Postmodern philosophy is often particularly skeptical about simple binary oppositions characteristic of structuralism, emphasizing the problem of the philosopher cleanly distinguishing knowledge from ignorance, social progress from reversion, dominance from submission, good from bad, and presence from absence. But, for the same reasons, postmodern philosophy should often be particularly skeptical about the complex spectral characteristics of things, emphasizing the problem of the philosopher again cleanly distinguishing concepts, for a concept must be understood in the context of its opposite, such as existence and nothingness, normality and abnormality, speech and writing, and the like.
Postmodern philosophy also has strong relations with the substantial literature of critical theory.
The philosopher John Deely has argued that the controversial claim of the “postmodern” label to thinkers like Derrida and others is premature insofar as the so-called postmodernists rigorously follow the modern tendency of rigorous idealism, it is more an ultramodernism than anything else. A postmodernism that lives up to its name, therefore, should not be confined more in the postmodern concern with “things” not with the modern imprisonment in the “ideas”, but should reach an agreement with the form of the signs incarnated in the semiotic doctrines of thinkers such as the Portuguese philosopher John Poinsot and the American philosopher Charles Sanders Peirce. 4Write Deely,
The age of Greek and Latin philosophy was based on a precise sense of “being”: the existence exerted by things independently of human apprehension and attitude. The much shorter period of modern philosophy was based more on the instruments of human knowledge, but in a certain way that compromised being unnecessarily. At the end of the 20th century, there is a reason to believe that a new philosophical era was emerging with the new century, promising to be the richest time for human understanding. The postmodern era has positioned itself to synthesize at a higher level – the level of experience, where the being of things and the activity of the finite acquaintance mutually interpenetrate and provide the materials from which one can derive the knowledge of nature and the knowledge of culture in its total symbiosis – the achievements of the ancients and the moderns in a way that gives full credit to the concerns of both. The postmodern era has as its distinctive task in philosophy the exploration of a new path, not the old way of things or the new way of ideas, but the path of signs, by means of which the peaks and the valleys Ancient and modern thinking can be examined and cultivated by a generation that has even more peaks to climb and valleys to find.

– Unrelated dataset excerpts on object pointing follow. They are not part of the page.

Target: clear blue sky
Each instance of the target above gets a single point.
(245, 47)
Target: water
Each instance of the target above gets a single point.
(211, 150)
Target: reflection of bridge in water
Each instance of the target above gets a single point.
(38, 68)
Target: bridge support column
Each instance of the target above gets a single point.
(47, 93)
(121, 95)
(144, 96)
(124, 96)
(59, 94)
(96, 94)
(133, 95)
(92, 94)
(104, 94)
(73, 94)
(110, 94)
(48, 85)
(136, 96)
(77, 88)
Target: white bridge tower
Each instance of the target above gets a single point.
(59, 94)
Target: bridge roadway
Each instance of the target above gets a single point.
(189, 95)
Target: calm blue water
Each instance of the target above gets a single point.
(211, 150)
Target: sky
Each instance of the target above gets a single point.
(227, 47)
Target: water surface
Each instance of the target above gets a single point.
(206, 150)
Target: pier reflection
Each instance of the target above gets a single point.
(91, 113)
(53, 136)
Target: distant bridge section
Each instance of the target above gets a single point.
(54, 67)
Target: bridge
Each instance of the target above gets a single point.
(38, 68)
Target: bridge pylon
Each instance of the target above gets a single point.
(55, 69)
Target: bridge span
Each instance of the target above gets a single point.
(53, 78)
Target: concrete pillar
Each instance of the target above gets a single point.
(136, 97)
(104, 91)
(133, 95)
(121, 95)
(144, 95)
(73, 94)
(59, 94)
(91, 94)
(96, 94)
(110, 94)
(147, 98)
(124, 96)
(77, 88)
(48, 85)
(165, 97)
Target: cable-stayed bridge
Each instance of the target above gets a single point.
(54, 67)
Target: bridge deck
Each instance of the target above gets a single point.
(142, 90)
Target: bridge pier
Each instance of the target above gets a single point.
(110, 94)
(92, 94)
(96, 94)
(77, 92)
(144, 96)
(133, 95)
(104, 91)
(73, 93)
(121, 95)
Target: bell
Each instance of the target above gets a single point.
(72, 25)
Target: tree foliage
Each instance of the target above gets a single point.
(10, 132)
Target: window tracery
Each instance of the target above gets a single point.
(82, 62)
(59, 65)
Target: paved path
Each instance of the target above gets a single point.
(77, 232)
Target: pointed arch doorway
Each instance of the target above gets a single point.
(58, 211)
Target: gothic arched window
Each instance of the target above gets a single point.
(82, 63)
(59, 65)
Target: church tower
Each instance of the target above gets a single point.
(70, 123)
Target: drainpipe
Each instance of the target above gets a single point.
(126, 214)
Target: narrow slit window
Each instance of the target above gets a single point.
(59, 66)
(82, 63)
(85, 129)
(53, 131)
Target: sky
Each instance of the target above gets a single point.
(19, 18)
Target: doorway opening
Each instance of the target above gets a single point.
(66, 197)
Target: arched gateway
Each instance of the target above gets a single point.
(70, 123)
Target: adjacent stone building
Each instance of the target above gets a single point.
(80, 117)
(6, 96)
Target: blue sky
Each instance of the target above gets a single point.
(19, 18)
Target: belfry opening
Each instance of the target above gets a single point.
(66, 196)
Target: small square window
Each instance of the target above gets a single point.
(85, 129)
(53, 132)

Many postmodern claims are a deliberate repudiation of certain 18th-century Enlightenment values. Such a postmodernist believes that there is no objective natural reality, and that logic and reason are mere conceptual constructs that are not universally valid. Two other characteristic postmodern practices are a denial that human nature exists, and a (sometimes moderate) skepticism toward claims that science and technology will change society for the better. Postmodernists also believe there are no objective moral values. Thus, postmodern philosophy suggests equality for all things. One’s concept of good and another’s concept of evil are to be equally correct, since good and evil are subjective. Since both good and evil are equally correct, a postmodernist then tolerates both concepts, even if he or she disagrees with them subjectively. Postmodern writings often focus on deconstructing the role that power and ideology play in shaping discourse and belief. Postmodern philosophy shares ontological similarities with classical skeptical and relativistic belief systems, and shares political similarities with modern identity politics.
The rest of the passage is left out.